Q- Can you share your thoughts about the recent enhancements to PTS and enlisted career management that were announced by the CNP?

A- Based on the feedback that we received from our Sailors, the team at CNP has taken some time to make some enhancements to the way a Sailor navigates through their career. Not only is it about just reenlisting, but it's about reenlisting, being able to convert, being able to manage their careers earlier so they will have more choices. We've brought in the reserve component to align with the active duty component. This updated way of managing our Sailors' careers is something we are very excited about, and we think our Sailors are going to be excited about it because they now have more control of what they want to do. They can see what's available to them, so they have more options now. I'm excited about it, we're all excited about it, and Sailors being able to navigate through their continuing service is going to be a great thing.

Q- Today's all-hands call had a great turnout from San Diego-area Sailors. When you do these all-hands, what sentiment do you try to leave Sailors with?

A- The number one reason why the chief of naval personnel comes out and talks to our Sailors is first of all to get their feedback and then to make sure they know what's going on, and what we are doing as a Navy to support them in their careers. What I want Sailors to know is that we care for them. We care about their families. We are concerned about while they are on the deck plates doing the work that we ask them to do, that if there's something that we could do better that we are hearing it straight from them.
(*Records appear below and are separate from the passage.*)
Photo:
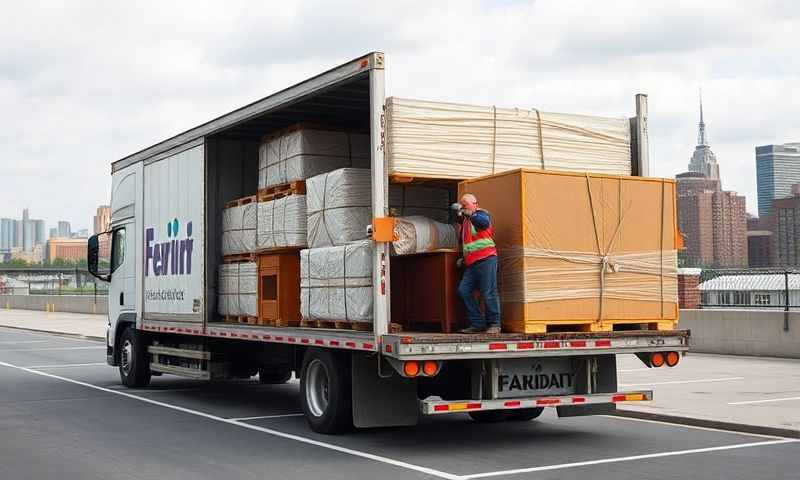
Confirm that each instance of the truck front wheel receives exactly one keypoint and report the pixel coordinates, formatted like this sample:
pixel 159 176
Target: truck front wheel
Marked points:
pixel 134 369
pixel 325 391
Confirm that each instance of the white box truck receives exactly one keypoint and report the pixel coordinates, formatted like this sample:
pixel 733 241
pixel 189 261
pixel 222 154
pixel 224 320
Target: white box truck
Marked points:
pixel 165 252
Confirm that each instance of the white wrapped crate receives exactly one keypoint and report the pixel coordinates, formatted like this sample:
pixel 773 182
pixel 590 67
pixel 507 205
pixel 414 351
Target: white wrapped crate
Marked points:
pixel 338 207
pixel 448 140
pixel 418 234
pixel 239 229
pixel 336 283
pixel 428 201
pixel 304 152
pixel 282 222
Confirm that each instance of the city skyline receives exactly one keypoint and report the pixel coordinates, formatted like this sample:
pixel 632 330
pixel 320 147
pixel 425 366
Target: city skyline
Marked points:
pixel 742 57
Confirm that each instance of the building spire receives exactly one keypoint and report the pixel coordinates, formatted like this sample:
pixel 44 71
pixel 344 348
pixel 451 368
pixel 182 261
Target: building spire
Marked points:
pixel 701 130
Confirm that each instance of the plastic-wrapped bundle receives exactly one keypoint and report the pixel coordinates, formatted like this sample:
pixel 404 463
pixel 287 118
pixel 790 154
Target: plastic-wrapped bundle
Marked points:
pixel 336 283
pixel 338 207
pixel 227 290
pixel 420 234
pixel 304 152
pixel 239 225
pixel 247 287
pixel 448 140
pixel 282 222
pixel 409 200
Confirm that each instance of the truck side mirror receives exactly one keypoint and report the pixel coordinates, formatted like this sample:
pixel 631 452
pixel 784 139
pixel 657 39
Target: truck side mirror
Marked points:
pixel 97 266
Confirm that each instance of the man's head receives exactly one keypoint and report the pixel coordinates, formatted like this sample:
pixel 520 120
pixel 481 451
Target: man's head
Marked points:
pixel 469 203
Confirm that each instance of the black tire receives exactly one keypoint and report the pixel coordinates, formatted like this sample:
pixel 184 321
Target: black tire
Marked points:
pixel 325 391
pixel 134 362
pixel 272 376
pixel 490 416
pixel 525 414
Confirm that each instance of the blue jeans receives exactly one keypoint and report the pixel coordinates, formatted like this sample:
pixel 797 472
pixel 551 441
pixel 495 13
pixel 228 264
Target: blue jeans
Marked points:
pixel 481 276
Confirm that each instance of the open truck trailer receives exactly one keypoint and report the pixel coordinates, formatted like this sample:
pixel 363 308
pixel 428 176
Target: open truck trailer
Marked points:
pixel 164 249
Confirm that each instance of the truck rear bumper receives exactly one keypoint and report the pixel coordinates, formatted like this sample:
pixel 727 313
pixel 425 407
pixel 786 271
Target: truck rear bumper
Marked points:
pixel 436 407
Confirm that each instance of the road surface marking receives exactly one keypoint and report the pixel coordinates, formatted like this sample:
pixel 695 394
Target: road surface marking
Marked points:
pixel 676 382
pixel 68 365
pixel 49 348
pixel 17 342
pixel 627 459
pixel 695 427
pixel 266 416
pixel 249 426
pixel 768 400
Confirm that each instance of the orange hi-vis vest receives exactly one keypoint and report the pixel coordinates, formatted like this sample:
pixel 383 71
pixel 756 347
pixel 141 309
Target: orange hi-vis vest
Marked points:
pixel 477 244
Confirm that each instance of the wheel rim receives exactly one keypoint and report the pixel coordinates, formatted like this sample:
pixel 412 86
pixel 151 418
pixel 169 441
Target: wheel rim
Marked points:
pixel 317 388
pixel 126 354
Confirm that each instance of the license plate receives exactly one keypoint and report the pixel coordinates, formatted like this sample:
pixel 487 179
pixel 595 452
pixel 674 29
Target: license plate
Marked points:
pixel 522 377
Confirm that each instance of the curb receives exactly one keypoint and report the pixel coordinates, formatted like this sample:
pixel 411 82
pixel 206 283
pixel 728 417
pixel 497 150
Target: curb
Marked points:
pixel 62 334
pixel 715 424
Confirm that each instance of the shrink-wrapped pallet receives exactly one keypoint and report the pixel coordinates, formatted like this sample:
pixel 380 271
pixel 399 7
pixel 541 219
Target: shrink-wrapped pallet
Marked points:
pixel 447 140
pixel 336 283
pixel 583 251
pixel 238 289
pixel 338 207
pixel 239 229
pixel 428 201
pixel 227 295
pixel 301 153
pixel 417 234
pixel 282 222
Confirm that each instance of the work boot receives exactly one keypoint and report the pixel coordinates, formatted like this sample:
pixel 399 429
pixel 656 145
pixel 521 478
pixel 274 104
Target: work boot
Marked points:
pixel 472 330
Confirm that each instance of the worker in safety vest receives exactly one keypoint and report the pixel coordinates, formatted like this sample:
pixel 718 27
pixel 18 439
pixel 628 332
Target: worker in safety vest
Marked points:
pixel 480 262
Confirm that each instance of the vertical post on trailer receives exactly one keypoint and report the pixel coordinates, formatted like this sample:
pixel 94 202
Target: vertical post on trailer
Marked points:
pixel 642 136
pixel 786 303
pixel 380 186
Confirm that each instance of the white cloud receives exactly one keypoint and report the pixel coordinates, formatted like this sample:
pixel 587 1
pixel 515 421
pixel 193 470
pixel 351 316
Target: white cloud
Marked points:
pixel 83 84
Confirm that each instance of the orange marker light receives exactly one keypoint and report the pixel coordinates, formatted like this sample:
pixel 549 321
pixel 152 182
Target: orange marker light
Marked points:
pixel 673 358
pixel 430 368
pixel 657 359
pixel 411 369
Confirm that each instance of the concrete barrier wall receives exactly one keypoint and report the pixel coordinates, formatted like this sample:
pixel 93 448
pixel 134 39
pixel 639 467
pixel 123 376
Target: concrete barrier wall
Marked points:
pixel 743 332
pixel 57 303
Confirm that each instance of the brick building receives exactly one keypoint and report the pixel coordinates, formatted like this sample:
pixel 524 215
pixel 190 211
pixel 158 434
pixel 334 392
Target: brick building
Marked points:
pixel 69 249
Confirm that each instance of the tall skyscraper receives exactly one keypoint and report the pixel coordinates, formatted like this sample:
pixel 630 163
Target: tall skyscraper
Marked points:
pixel 64 229
pixel 102 219
pixel 703 159
pixel 777 169
pixel 713 221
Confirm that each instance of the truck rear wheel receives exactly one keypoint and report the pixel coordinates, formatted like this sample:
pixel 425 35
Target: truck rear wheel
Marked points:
pixel 134 366
pixel 325 391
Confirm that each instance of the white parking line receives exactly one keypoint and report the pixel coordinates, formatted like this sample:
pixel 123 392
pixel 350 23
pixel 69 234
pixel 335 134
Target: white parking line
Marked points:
pixel 266 416
pixel 676 382
pixel 50 348
pixel 768 400
pixel 68 365
pixel 330 446
pixel 626 459
pixel 17 342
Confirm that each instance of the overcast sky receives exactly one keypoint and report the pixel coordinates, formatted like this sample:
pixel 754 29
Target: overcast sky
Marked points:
pixel 85 83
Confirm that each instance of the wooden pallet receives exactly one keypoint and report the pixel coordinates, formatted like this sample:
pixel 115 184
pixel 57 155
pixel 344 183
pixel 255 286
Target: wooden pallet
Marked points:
pixel 242 201
pixel 241 319
pixel 532 326
pixel 240 257
pixel 275 192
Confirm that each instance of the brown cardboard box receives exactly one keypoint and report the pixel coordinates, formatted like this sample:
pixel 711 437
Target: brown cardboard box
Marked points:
pixel 557 231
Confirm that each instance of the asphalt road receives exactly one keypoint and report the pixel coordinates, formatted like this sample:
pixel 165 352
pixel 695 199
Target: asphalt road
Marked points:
pixel 64 415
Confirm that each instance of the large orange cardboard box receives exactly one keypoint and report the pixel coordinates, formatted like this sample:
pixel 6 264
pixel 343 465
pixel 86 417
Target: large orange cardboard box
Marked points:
pixel 582 251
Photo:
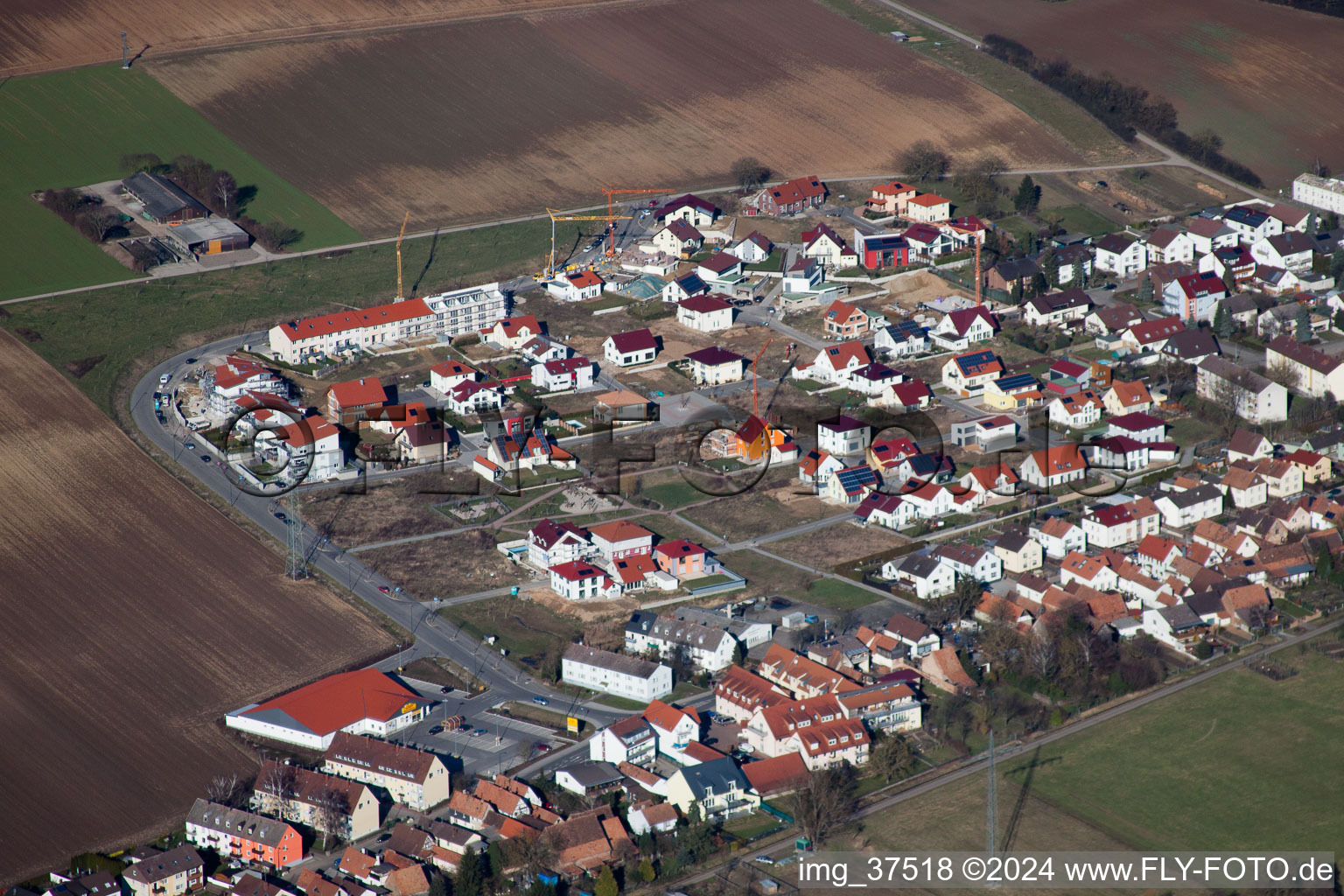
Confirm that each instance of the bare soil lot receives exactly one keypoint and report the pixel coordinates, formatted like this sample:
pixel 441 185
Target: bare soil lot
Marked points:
pixel 42 35
pixel 135 617
pixel 1268 78
pixel 445 121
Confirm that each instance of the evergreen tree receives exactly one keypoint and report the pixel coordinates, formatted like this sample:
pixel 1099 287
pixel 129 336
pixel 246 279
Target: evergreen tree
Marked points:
pixel 605 884
pixel 469 880
pixel 1028 195
pixel 1145 289
pixel 1050 268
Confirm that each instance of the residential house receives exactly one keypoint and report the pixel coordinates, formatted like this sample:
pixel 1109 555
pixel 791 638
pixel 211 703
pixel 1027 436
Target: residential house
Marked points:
pixel 579 580
pixel 1256 399
pixel 312 798
pixel 968 374
pixel 1318 373
pixel 843 436
pixel 626 740
pixel 1077 411
pixel 1057 308
pixel 704 313
pixel 1194 298
pixel 1126 398
pixel 964 326
pixel 900 340
pixel 892 198
pixel 928 208
pixel 1251 223
pixel 717 790
pixel 410 777
pixel 1291 250
pixel 878 251
pixel 1188 507
pixel 564 375
pixel 577 286
pixel 1012 273
pixel 628 349
pixel 752 248
pixel 168 873
pixel 721 268
pixel 789 198
pixel 680 240
pixel 614 673
pixel 1170 245
pixel 512 332
pixel 1019 552
pixel 843 320
pixel 715 366
pixel 927 575
pixel 350 402
pixel 233 833
pixel 1058 536
pixel 1121 254
pixel 690 208
pixel 828 248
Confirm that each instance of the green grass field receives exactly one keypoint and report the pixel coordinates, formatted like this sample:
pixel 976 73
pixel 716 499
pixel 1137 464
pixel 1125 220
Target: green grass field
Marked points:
pixel 1241 762
pixel 72 130
pixel 130 323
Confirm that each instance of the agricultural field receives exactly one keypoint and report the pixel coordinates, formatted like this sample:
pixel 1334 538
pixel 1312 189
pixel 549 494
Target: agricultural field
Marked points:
pixel 130 326
pixel 579 116
pixel 72 130
pixel 1265 77
pixel 128 604
pixel 42 35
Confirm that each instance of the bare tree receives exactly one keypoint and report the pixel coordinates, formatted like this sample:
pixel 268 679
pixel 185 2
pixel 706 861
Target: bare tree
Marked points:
pixel 824 801
pixel 922 161
pixel 1042 654
pixel 1283 373
pixel 331 815
pixel 226 788
pixel 100 220
pixel 277 788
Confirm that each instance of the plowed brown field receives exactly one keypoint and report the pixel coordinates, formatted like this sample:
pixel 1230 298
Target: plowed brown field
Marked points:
pixel 1268 78
pixel 40 35
pixel 488 118
pixel 133 617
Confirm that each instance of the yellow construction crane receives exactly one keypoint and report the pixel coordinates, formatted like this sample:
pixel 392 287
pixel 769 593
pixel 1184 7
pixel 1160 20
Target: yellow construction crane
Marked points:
pixel 399 238
pixel 559 215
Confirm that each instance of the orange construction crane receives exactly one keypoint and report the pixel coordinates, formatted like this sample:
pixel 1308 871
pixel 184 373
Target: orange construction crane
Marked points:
pixel 561 215
pixel 399 238
pixel 756 378
pixel 612 218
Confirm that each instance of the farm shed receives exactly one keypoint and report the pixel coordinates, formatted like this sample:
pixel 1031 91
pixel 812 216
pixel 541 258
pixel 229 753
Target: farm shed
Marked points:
pixel 208 236
pixel 163 200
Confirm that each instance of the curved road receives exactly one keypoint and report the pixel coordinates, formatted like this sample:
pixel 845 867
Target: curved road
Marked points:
pixel 433 634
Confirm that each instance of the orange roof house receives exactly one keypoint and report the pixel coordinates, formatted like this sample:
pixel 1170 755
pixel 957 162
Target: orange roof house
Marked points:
pixel 310 717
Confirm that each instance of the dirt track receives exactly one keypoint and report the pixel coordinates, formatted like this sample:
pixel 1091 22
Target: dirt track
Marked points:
pixel 135 617
pixel 506 116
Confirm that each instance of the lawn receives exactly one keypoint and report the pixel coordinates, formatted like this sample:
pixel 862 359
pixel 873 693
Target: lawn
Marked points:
pixel 72 130
pixel 526 629
pixel 1234 763
pixel 130 323
pixel 839 595
pixel 671 492
pixel 1077 220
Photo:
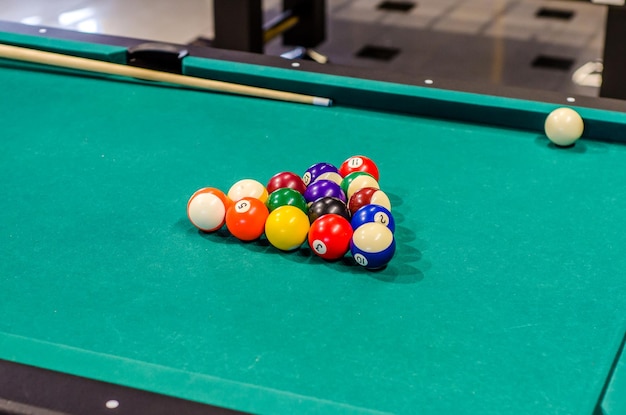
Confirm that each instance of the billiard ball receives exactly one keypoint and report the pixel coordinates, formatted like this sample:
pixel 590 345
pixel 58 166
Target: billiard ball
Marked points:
pixel 329 237
pixel 373 213
pixel 359 163
pixel 564 126
pixel 247 188
pixel 316 170
pixel 323 188
pixel 368 196
pixel 372 245
pixel 245 219
pixel 328 205
pixel 332 176
pixel 286 196
pixel 286 228
pixel 356 181
pixel 285 179
pixel 206 209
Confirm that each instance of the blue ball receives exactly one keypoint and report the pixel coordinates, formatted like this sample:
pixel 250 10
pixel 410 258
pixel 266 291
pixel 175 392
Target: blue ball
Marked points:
pixel 324 188
pixel 372 245
pixel 316 171
pixel 373 213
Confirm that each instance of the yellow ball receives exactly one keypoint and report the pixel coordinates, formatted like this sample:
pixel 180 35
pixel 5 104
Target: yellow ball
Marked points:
pixel 287 228
pixel 564 126
pixel 247 188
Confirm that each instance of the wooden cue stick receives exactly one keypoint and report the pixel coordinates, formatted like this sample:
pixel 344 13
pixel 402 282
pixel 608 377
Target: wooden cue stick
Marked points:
pixel 92 65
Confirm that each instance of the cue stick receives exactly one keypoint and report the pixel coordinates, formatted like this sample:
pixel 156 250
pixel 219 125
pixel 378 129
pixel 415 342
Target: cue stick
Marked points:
pixel 92 65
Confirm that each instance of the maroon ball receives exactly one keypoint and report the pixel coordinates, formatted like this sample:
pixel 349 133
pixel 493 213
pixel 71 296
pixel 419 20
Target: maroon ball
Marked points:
pixel 286 179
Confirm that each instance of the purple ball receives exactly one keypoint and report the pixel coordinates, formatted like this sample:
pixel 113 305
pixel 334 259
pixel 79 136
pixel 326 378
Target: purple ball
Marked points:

That's the biggest thing - that they know they do have a voice, and we do take their comments and concerns back to D.C. and we see where we can make some changes if we can and if it's necessary.

Q- How do you feel about the direction to the Navy is heading?

A- Well I will share that I am excited because I would probably like to stay another 10 years, but it's probably not going to happen. But to be out there and see our Sailors and know the leadership that they are bringing to the table now, and then to know that after I retire that they are going to be protecting my freedoms, I'm excited about it. With them coming in with the technology background that they have and where the Navy's going, I know that our force is going to be in good hands so I'm excited.